И именно против этой одежды благодати и грации направлена стратегия садиста. Особенная инкарнация, которой он добивается, — это "непристойность", не что иное, как утрата грации и благодати: "Непристойное является видом Бытия–для–Другого, который принадлежит к роду некрасивого [disgracieux[96]] <…>. Оно появляется, когда один из элементов грации нарушен при её реализации <…>, когда тело усваивает позы, которые полностью лишают его действий и открывают косность его плоти"[97]. Поэтому садист пытается всеми способами оголить плоть, силой заставить тело Другого принять несвойственные ему позы и положения, обнаруживающие непристойность, то есть непоправимую утрату грации и благодати как таковой.

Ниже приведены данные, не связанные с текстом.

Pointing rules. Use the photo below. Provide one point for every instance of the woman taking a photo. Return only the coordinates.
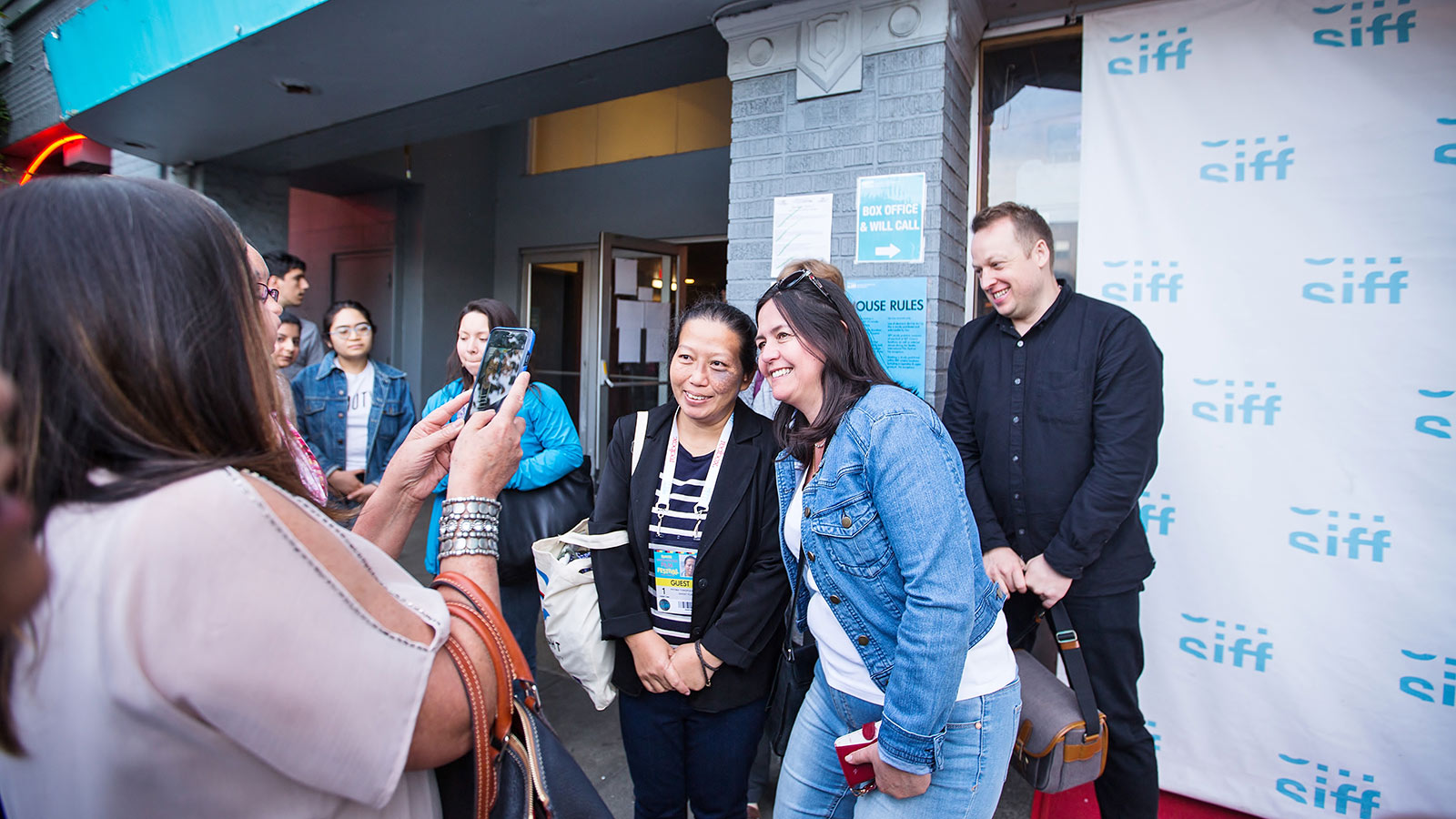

14. Теории, глубоко — пусть даже и подсознательно —уходящие корнями в теологию, очень часто соответствуют действительности. Во многих странах недавно распространился вид садомазохистских публикаций, демонстрирующих будущую жертву сначала в элегантной одежде и в привычном для неё окружении: она улыбается, гуляет с подругами или внимательно рассматривает журнал. Перевернув страницу, читатель вдруг видит ту же девушку обнажённой, связанной и подверженной таким ограничениям, которые вынуждают её принимать самые неестественные и болезненные позы, лишающие всякого изящества даже её черты лица, деформированные и искажённые при помощи специальных инструментов. Садистские приспособления, все эти ремни, poires d’angoisse[98] и плети представляют собой идеальный светский эквивалент греха, который, по мнению теологов, срывает одежду благодати и грации, мгновенно высвобождая в теле их отсутствие, определяющее понятие "нагой телесности". То, что пытается уловить садист, — это всего лишь пустая оболочка благодати и грации, тень, которую человек в ситуации (одетая девушка с первой журнальной фотографии) или одеяние света отбрасывают на тело. Но, собственно, поэтому желаниям садиста — о чём Сартр не упускает возможности сказать — не суждено сбыться, ему никогда так и не удаётся стиснуть в руках "воплощение", ту "инкарнацию", какую он пытался создать при помощи всевозможных устройств. Конечно, кажется, будто результат достигнут: тело Другого превратилось в совершенно непристойную и задыхающуюся плоть, которая покорно остаётся в том положении, что придал ей палач, словно окончательно лишившись свободы, грации и благодати. Однако именно эта свобода и остаётся для палача абсолютно недостижимой: "И чем больше садист ожесточается, чтобы обратить Другого в инструмент, тем больше эта свобода от него ускользает"[99].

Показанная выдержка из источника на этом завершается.